Rafał Wójcikowski, poseł Kukiz’15, zginął w styczniu 2017 roku. Od jego śmierci minęły już więc dwa lata. Kilka dni temu wpis na jego wciąż istniejącym profilu w serwisie Facebook zamieściła małżonka nieżyjącego polityka.
Śmierć Rafała Wójcikowskiego wstrząsnęła środowiskiem politycznym w Polsce. Poseł Kukiz’15 zginął w wypadku samochodowym w styczniu 2017 roku. Całe zdarzenie budziło wiele kontrowersji i do dziś pojawiają się głosy osób, które nie wierzą w oficjalną wersję podaną do publicznej wiadomości.
Po nagłym odejściu polityka jego rodzina nie zdecydowała się usunąć profilu Wójcikowskiego w serwisie Facebook. Oznacza to, że jego fanpage cały czas jest dostępnym dla użytkowników internetu.

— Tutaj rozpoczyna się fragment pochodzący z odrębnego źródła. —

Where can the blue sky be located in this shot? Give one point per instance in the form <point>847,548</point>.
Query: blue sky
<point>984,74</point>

Ostatnio wpis zamieściła na nim małżonka byłego posła Kukiz’15.
Poruszający wpis żony Rafała Wójcikowskiego
Wpis żony Rafała Wójcikowskiego nawiązywał do 18-stej rocznicy ich małżeństwa. „Dziś 18 sierpnia 2019 roku o godz. 18-ej minęła 18 rocznica naszego ślubu. Pamiętam, że był upał a potem spadł ciepły deszczyk.
Zdjęcia pokazują jakimi byliśmy szczęśliwymi rodzicami. Ale początki nie były łatwe” – napisała kobieta.

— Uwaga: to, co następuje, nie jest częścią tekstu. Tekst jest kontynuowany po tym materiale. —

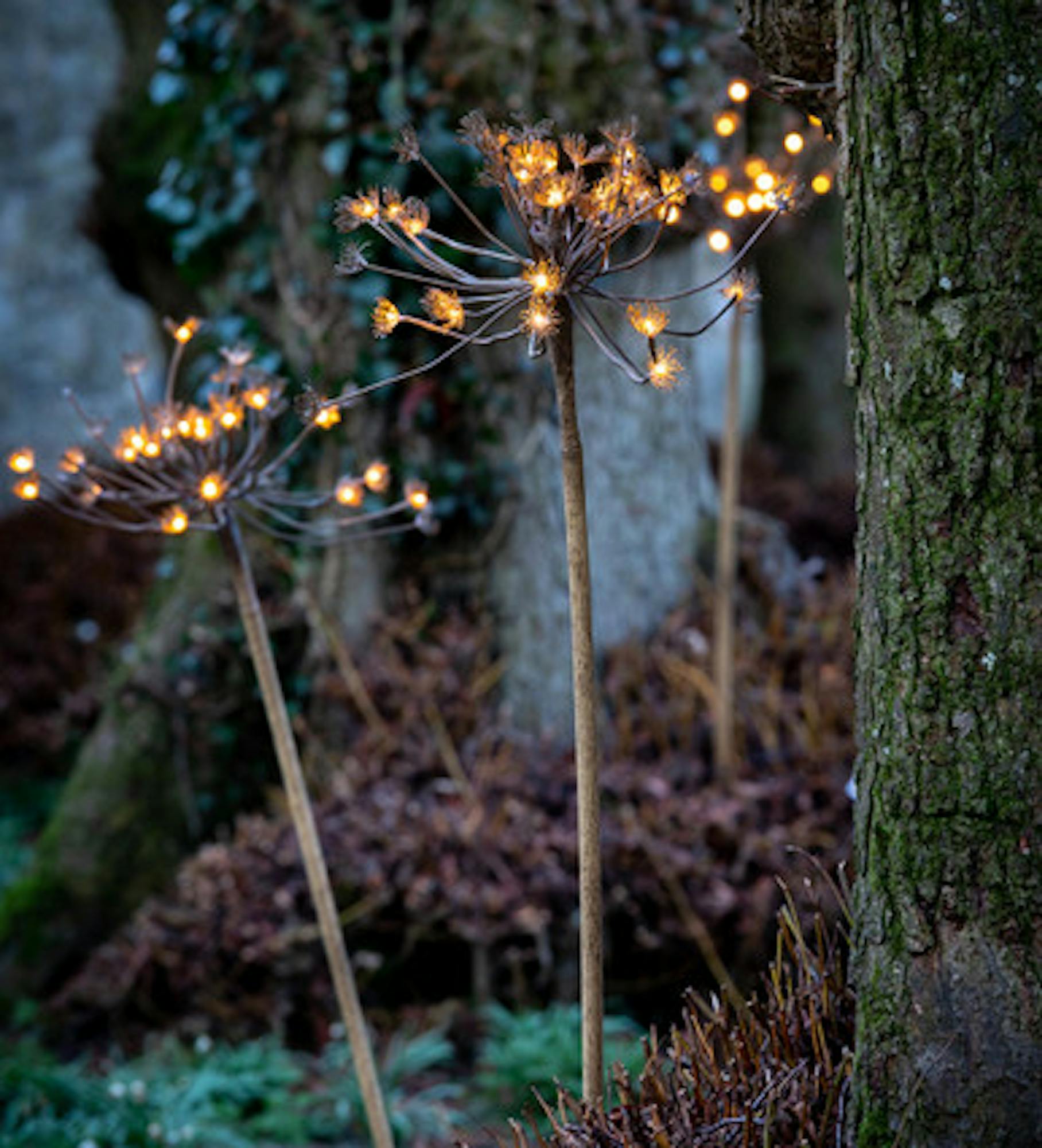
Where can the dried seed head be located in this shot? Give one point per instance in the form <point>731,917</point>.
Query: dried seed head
<point>445,307</point>
<point>352,261</point>
<point>386,317</point>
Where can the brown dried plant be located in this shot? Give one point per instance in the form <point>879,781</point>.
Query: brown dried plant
<point>571,204</point>
<point>206,468</point>
<point>775,1071</point>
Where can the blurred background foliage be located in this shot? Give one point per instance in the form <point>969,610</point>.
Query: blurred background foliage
<point>238,126</point>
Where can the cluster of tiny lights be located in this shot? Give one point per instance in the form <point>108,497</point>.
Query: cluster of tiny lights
<point>757,187</point>
<point>571,204</point>
<point>189,466</point>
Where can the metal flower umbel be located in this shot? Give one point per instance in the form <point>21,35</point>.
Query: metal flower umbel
<point>571,205</point>
<point>212,467</point>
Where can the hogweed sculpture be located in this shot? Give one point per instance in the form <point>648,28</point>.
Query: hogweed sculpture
<point>189,467</point>
<point>571,204</point>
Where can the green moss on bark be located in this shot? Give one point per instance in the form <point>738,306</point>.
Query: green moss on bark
<point>939,146</point>
<point>121,825</point>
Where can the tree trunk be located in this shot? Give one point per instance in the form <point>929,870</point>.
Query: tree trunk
<point>940,165</point>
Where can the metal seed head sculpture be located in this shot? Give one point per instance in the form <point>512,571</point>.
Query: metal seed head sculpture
<point>206,467</point>
<point>571,204</point>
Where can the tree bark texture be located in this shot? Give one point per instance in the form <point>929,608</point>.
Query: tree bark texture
<point>938,107</point>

„Długo czekaliśmy na poczęcie. Lata starań, testów, badań, leczenia, wczesnych poronień, ciąża pozamaciczna, operacja. W końcu padły słowa – in vitro … Na to nie było naszej zgody. Zaczęliśmy myśleć o adopcji dziecka. Rafał szybko zaakceptował wolę Bożą. Mnie było trudniej. Przyszedł moment, że i ja prawdziwie zgodziłam się z wolą Bożą i powiedziałam jasno Jezusowi Miłosiernemu w Kościele w Łodzi, że się zgadzam na adopcję…

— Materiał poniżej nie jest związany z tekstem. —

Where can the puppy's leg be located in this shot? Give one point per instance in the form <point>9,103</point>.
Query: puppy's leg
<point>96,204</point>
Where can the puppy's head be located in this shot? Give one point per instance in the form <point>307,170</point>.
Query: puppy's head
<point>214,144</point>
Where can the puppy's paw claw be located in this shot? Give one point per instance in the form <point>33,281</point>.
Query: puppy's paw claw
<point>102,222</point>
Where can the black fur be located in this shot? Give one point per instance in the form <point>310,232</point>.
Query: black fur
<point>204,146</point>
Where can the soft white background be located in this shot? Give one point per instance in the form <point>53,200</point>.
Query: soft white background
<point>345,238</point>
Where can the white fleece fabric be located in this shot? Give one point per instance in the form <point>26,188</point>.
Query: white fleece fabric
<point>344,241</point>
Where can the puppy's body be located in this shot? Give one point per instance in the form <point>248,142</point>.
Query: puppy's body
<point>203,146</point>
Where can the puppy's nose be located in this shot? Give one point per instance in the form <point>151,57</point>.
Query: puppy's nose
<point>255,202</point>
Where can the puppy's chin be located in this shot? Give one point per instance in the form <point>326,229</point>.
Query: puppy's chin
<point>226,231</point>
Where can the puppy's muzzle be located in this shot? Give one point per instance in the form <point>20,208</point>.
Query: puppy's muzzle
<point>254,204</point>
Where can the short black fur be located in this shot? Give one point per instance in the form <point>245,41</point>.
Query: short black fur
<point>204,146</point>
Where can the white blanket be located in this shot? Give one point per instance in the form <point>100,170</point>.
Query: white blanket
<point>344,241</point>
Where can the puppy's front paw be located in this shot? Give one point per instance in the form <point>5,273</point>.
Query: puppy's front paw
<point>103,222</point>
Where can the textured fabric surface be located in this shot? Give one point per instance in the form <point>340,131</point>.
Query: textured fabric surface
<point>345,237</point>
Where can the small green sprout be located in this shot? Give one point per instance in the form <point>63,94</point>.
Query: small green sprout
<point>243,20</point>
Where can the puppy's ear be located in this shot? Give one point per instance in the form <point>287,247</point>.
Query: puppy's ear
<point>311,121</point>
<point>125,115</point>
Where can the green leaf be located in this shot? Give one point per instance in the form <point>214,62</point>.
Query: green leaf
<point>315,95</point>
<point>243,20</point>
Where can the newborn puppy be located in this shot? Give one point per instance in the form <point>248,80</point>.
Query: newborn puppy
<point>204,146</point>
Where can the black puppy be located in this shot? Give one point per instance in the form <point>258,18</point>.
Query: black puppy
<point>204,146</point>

I wtedy, w ciągu miesiąca, zostawiwszy leczenie, zaszłam w ciążę z naszą najstarszą córeczką – Asią. Co to było za szczęście! Po kolejnych czterech latach starań, ciąży pozamacicznej, urodziło się nasze kolejne szczęście -Tosia. Staraliśmy się nadal. Mieliśmy już wymyślone imiona dla kolejnych dzieci. Ale już nie było nam dane” – dodała.
„Rafał był bardzo szczęśliwy z naszego domu, z rodziny, z dzieci. Uwielbiał wracać do domu. Jako poseł tylko raz nie wrócił. Podczas blokady Sejmu, kilka tygodni przed Jego śmiercią… Dom był zawsze dla Niego azylem” – kończy się wpis żony Rafała Wójcikowskiego.